Sharing Parameter by Conjugation for Knowledge Graph Embeddings in Complex Space
- URL: http://arxiv.org/abs/2404.11809v1
- Date: Thu, 18 Apr 2024 00:05:02 GMT
- Title: Sharing Parameter by Conjugation for Knowledge Graph Embeddings in Complex Space
- Authors: Xincan Feng, Zhi Qu, Yuchang Cheng, Taro Watanabe, Nobuhiro Yugami,
- Abstract summary: A Knowledge Graph (KG) is the directed graphical representation of entities and relations in the real world.
The need to scale up and complete KG automatically yields Knowledge Graph Embedding (KGE)
We propose a parameter-sharing method, i.e., using conjugate parameters for complex numbers employed in KGE models.
Our method improves memory efficiency by 2x in relation embedding while achieving comparable performance to the state-of-the-art non-conjugate models.

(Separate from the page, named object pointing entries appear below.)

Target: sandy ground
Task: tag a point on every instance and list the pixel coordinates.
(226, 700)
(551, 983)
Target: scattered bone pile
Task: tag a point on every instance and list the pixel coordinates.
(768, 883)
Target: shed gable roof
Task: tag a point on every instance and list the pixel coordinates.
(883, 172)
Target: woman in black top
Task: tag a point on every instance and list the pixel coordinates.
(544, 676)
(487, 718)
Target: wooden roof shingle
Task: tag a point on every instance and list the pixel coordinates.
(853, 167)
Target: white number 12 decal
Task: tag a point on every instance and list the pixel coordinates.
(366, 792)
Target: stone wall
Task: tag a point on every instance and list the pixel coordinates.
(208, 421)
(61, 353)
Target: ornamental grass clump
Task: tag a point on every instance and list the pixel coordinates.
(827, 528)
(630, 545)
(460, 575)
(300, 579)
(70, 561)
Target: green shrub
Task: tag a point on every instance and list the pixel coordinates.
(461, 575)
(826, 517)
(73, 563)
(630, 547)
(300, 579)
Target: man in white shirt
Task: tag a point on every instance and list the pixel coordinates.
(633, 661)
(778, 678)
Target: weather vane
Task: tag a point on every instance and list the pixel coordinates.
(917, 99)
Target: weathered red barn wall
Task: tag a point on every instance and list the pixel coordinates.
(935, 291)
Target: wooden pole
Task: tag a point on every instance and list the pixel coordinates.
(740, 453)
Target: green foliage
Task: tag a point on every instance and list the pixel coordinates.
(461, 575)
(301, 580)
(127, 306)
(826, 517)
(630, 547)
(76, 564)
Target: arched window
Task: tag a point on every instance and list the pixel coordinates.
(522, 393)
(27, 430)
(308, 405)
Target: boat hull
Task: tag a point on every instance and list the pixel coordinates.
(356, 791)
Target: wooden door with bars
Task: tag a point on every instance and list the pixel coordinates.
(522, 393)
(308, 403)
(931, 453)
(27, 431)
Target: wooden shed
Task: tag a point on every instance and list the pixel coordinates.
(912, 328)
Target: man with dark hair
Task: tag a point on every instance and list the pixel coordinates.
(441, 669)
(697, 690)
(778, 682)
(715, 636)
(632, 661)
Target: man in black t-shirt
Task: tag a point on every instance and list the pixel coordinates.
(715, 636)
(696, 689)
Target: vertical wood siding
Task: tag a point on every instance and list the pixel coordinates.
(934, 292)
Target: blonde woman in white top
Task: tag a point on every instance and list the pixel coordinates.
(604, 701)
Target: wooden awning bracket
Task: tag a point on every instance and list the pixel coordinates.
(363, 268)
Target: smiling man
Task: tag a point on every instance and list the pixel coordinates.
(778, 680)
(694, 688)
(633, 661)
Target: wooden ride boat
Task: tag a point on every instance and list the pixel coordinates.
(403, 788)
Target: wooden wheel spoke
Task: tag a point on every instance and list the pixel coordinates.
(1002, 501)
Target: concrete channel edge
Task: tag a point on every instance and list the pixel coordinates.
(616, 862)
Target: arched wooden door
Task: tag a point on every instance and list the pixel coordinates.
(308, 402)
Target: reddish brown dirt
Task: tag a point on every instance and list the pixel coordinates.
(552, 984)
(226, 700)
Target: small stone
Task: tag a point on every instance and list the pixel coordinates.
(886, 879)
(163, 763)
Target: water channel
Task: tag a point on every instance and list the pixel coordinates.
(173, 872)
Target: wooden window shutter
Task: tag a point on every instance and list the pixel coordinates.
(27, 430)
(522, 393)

- Score: 11.337803135227752
- License: http://creativecommons.org/licenses/by/4.0/
- Abstract: A Knowledge Graph (KG) is the directed graphical representation of entities and relations in the real world. KG can be applied in diverse Natural Language Processing (NLP) tasks where knowledge is required. The need to scale up and complete KG automatically yields Knowledge Graph Embedding (KGE), a shallow machine learning model that is suffering from memory and training time consumption issues. To mitigate the computational load, we propose a parameter-sharing method, i.e., using conjugate parameters for complex numbers employed in KGE models. Our method improves memory efficiency by 2x in relation embedding while achieving comparable performance to the state-of-the-art non-conjugate models, with faster, or at least comparable, training time. We demonstrated the generalizability of our method on two best-performing KGE models $5^{\bigstar}\mathrm{E}$ and $\mathrm{ComplEx}$ on five benchmark datasets.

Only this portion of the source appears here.